Force-reflecting event-triggered predefined-time cooperative control for teleoperation of NMMs via data-driven based observer

Abstract

This paper investigates the cooperative control problem for the teleoperation system of networked mobile manipulators (NMMs), in which each mobile manipulator is subject to nonholonomic constraints, model uncertainty and external disturbances. The control objective of such a teleoperation system is to synchronize the task-space position between the human-controlled master manipulator and the slave mobile manipulators, and meanwhile enable the slave mobile manipulators to achieve a formation. For this purpose, a hierarchical predefined-time cooperative control (HPTCC) framework involving predefined-time distributed event-triggered (PTDET) estimator, predefined-time stability (PTS) controller and data-driven based (DDB) observer, is proposed.

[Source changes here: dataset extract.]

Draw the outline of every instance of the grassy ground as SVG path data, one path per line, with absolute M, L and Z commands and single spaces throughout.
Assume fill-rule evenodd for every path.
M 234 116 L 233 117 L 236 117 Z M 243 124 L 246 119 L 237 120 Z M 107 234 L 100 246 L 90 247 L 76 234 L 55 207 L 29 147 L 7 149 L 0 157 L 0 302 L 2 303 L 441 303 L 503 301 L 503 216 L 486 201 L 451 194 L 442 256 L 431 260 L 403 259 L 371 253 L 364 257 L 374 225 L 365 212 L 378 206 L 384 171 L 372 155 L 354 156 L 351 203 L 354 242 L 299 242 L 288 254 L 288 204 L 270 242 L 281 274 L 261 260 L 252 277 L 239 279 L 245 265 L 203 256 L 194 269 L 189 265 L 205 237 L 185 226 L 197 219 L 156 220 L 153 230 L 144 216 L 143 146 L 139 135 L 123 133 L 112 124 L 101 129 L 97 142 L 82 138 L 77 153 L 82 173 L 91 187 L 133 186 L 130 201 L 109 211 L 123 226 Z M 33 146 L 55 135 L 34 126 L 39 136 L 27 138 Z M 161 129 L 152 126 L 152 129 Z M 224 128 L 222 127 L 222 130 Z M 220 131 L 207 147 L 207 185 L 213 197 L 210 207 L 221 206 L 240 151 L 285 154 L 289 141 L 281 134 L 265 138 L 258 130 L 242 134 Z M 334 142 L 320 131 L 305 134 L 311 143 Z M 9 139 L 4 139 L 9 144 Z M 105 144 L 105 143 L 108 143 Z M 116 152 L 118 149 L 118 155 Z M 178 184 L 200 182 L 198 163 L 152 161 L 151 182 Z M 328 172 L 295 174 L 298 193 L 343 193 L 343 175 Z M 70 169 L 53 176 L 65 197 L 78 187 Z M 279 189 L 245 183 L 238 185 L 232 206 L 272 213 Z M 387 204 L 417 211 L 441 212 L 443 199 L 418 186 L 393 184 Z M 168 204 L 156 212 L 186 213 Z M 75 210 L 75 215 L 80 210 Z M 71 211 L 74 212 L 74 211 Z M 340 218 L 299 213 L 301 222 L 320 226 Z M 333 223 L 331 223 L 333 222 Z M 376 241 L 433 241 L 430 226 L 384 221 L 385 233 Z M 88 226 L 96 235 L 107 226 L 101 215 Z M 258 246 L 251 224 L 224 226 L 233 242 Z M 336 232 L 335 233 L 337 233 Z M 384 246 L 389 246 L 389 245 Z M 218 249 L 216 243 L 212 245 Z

The PTDET estimator is used to generate the information that the slave mobile manipulators need to track and enable multiple slave mobile manipulators to interact through an event-triggered communication network. The PTS controller is presented to ensure the predefined-time stability of the master manipulator and the slave ones. Moreover, for improving the telepresence of the considered teleoperation system, the DDB observer is proposed to reestablish the interaction force between the slave mobile manipulators and the complex operating environment (i.e., the environmental force) on the human operator side. Based on the hierarchical control analysis as well as Lyapunov theory, several sufficient conditions are derived to guarantee the predefined-time stability for the teleoperation system of NMMs. Finally, several simulations are conducted to demonstrate the effectiveness of the proposed control scheme.